Old Moishe walks in front of her; he knocks on the shutters shouting all over town:
he shouts – Shabbat is coming, Jews, no work to be done, I mean,
you’ve been gone so long, it’s time for you to calm down!
No milking the slaughtered goats, no patching the rotten shoes,
no sweeping the ruined houses, no cleaning the void, oy vey!
It’s time to pacify this gevalt, this kolkhoz of Jews!
Don’t scream in pain, your scream is heard miles away!
Calm down, Moishe, no one hears our scream,
calm down, Moishe, no one hears your knock,
if anyone’s fussy, it’s you, in the extreme;
you knock on the void, dead man, turn back the clock.
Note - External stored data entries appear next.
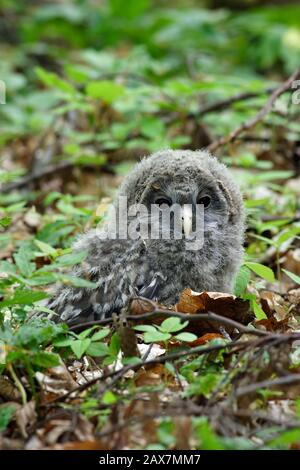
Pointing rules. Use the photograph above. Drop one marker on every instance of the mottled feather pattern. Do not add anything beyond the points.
(160, 269)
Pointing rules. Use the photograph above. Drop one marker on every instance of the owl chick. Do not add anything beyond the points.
(129, 263)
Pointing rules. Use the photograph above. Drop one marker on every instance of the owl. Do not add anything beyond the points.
(124, 260)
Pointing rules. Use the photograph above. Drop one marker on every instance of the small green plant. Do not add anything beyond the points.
(165, 331)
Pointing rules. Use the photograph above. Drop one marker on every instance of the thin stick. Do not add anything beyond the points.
(259, 116)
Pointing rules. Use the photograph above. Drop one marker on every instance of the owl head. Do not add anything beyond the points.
(186, 179)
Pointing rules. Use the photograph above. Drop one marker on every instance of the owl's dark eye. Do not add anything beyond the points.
(163, 202)
(205, 200)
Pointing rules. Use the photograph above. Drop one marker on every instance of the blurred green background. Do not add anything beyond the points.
(91, 82)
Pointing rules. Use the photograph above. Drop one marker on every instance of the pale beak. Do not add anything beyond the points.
(187, 218)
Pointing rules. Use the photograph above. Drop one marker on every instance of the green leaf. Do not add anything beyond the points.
(145, 328)
(71, 259)
(293, 276)
(261, 270)
(51, 79)
(208, 440)
(5, 221)
(97, 349)
(187, 337)
(258, 311)
(154, 336)
(242, 280)
(109, 398)
(24, 297)
(63, 343)
(100, 334)
(45, 248)
(105, 90)
(79, 347)
(6, 414)
(115, 345)
(22, 259)
(172, 324)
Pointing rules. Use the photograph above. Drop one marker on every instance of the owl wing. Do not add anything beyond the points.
(120, 271)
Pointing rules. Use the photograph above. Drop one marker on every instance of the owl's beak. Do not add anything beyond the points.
(187, 218)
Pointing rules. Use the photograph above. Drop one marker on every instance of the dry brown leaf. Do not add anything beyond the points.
(8, 391)
(26, 416)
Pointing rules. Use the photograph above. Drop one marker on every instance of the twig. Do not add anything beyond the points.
(259, 116)
(227, 102)
(116, 375)
(157, 312)
(286, 380)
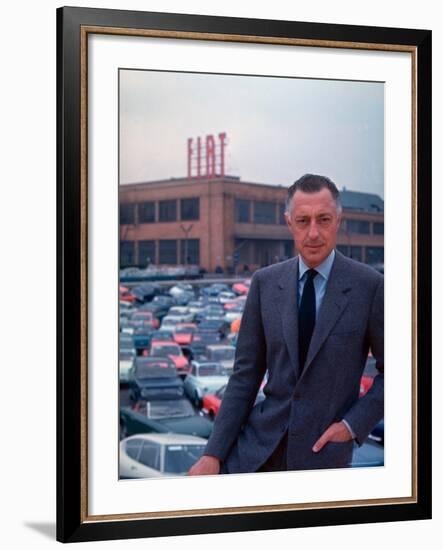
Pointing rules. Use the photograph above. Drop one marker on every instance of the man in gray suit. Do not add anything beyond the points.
(309, 322)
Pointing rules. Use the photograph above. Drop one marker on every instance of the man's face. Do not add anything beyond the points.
(313, 221)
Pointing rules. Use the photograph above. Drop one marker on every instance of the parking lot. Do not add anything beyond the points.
(177, 349)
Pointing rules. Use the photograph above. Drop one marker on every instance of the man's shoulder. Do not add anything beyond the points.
(358, 270)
What do you want, you annoying nitwit?
Wine poured into glasses, two challahs under a cloth,
women whisper, Shabbat candles are lit;
the whisper’s unheard, the candles burned out, and so forth.
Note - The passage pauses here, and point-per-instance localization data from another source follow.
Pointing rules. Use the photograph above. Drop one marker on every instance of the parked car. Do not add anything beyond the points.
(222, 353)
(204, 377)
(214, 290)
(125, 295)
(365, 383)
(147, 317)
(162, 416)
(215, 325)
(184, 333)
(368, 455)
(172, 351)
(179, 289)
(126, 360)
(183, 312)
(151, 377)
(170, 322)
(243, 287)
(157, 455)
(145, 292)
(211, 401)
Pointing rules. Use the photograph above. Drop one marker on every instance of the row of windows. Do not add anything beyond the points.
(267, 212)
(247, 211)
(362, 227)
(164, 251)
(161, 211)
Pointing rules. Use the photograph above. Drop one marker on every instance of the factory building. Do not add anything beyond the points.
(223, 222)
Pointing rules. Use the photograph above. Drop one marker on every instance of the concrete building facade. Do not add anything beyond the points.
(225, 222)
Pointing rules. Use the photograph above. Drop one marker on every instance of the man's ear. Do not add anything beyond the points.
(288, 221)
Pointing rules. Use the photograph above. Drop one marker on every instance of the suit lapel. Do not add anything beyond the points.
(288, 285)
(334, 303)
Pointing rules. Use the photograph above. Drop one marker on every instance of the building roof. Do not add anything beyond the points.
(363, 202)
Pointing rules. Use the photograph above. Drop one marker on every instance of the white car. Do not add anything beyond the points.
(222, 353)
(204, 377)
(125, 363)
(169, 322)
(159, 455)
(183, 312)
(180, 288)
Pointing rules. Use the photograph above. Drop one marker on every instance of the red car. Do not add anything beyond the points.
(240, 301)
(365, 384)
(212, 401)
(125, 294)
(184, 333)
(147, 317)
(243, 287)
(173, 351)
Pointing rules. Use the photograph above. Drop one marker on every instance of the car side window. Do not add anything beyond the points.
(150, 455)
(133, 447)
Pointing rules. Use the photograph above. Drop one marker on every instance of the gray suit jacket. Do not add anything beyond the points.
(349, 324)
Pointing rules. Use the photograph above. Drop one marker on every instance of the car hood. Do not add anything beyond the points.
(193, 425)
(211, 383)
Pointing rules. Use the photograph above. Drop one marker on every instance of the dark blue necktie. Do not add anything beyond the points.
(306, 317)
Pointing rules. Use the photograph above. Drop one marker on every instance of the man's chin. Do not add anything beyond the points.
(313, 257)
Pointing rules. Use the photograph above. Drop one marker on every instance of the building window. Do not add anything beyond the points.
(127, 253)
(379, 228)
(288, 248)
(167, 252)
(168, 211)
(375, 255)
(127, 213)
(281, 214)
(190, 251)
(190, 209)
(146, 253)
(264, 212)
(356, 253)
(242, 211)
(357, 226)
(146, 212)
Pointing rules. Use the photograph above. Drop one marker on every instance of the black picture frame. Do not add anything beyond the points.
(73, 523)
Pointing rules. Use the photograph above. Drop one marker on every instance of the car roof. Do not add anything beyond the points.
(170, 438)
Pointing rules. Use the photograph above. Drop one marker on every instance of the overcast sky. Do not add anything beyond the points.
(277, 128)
But Shabbat reigns, preceding eternal week,
for the One, eternity is shorter than Shabbat day.
Old Moishe knocks on the shutters, his hand is weak,
he’s dead, he’s proud, he thinks: eternity follows me on my way.
Шаббат шалом!
Царица Суббота идет по местечку, легка походка, незримы следы.
Старенький Мойша идет перед ней, в ставни стучит,
и местечко внимает его словам:
он кричит – Суббота идет, евреи, бросайте труды,
вас давно уже нет на свете, пора успокоиться вам,
довольно истлевшую обувь латать, доить зарезанных коз,
подметать разрушенные дома, наводить в пустоте чистоту,
пора усмирить этот гвалт, этот еврейский колхоз,
не кричите от боли, ваш крик слыхать за версту!
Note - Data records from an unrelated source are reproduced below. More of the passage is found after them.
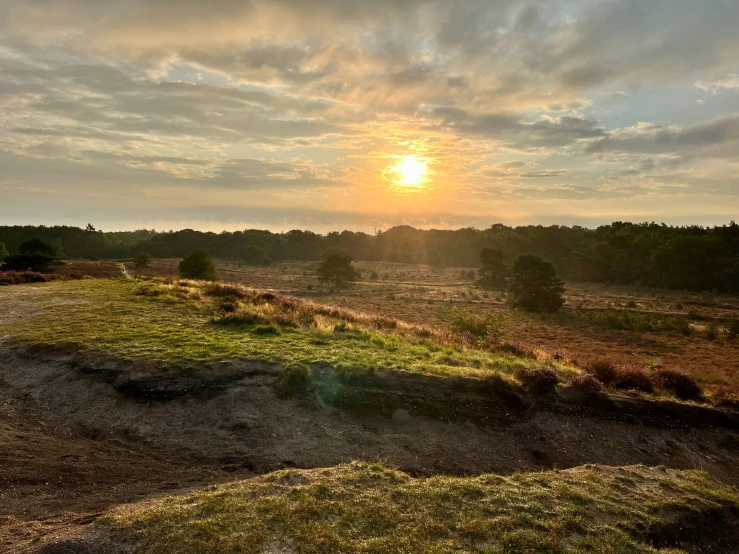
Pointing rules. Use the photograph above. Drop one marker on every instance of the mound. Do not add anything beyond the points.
(363, 507)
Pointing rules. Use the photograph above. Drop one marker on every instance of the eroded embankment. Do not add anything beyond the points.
(153, 428)
(229, 413)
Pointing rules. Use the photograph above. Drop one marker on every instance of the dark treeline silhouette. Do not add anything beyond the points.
(650, 254)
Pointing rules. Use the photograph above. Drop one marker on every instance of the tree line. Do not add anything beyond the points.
(648, 254)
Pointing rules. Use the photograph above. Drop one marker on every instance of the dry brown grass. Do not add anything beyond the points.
(424, 296)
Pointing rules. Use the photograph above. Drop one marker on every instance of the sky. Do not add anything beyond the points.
(364, 114)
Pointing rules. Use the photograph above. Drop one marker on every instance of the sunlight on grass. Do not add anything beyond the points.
(178, 323)
(372, 508)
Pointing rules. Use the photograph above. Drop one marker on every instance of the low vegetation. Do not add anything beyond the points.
(373, 508)
(198, 265)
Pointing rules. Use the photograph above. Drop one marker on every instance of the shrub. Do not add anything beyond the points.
(732, 328)
(198, 265)
(485, 327)
(603, 370)
(680, 384)
(724, 396)
(142, 260)
(23, 277)
(587, 384)
(336, 267)
(534, 285)
(513, 349)
(293, 380)
(253, 255)
(632, 378)
(541, 379)
(33, 255)
(268, 329)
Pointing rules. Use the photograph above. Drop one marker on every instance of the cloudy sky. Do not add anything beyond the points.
(361, 114)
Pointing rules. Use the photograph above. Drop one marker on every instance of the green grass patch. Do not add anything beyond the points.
(371, 508)
(183, 322)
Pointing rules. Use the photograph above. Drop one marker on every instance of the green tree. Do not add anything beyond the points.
(336, 267)
(535, 286)
(34, 255)
(494, 271)
(198, 265)
(253, 255)
(142, 260)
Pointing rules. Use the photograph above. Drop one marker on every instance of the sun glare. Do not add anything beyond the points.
(412, 171)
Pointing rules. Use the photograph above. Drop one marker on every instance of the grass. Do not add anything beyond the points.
(371, 508)
(182, 322)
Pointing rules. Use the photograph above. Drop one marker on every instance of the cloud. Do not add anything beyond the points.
(311, 96)
(729, 83)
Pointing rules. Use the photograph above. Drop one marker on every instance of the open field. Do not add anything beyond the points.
(126, 400)
(674, 329)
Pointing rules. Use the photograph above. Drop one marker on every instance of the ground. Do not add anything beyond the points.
(116, 393)
(425, 295)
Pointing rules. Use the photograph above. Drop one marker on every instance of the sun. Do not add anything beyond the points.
(411, 170)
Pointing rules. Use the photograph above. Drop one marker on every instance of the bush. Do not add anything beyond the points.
(23, 277)
(603, 370)
(724, 396)
(539, 380)
(534, 285)
(732, 328)
(142, 260)
(198, 265)
(336, 267)
(586, 384)
(253, 255)
(485, 327)
(632, 378)
(268, 329)
(293, 380)
(680, 384)
(33, 255)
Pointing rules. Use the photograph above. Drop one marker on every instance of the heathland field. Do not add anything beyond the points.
(410, 412)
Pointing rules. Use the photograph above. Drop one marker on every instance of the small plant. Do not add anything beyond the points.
(680, 384)
(142, 260)
(732, 328)
(268, 329)
(632, 379)
(539, 380)
(587, 384)
(603, 370)
(294, 379)
(198, 265)
(485, 327)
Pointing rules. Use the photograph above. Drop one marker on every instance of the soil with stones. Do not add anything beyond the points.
(82, 433)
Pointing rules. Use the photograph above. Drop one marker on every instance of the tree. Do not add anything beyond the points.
(494, 271)
(34, 255)
(336, 267)
(535, 286)
(142, 260)
(253, 255)
(198, 265)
Успокойся, Мойша, никто не слышит наш крик,
успокойся, Мойша, никто не слышит твой стук,
уж если кто суетлив – это ты, несносный старик,
стучишь в пустоту, мертвый старик, не покладая рук,
Чего тебе надо, въедливый книгочей?
Две халы на белой скатерти, в бокалы налито вино,
женщины что-то шепчут, зажигая огни субботних свечей,
но шепот тоже не слышен, и свечи сгорели давно,
Но Суббота царствует, предваряя вечный покой,
для Единого вечность короче субботнего дня,
старенький Мойша стучит в ставни слабой рукой,
он мертв, он горд, он думает: вечность идет позади меня.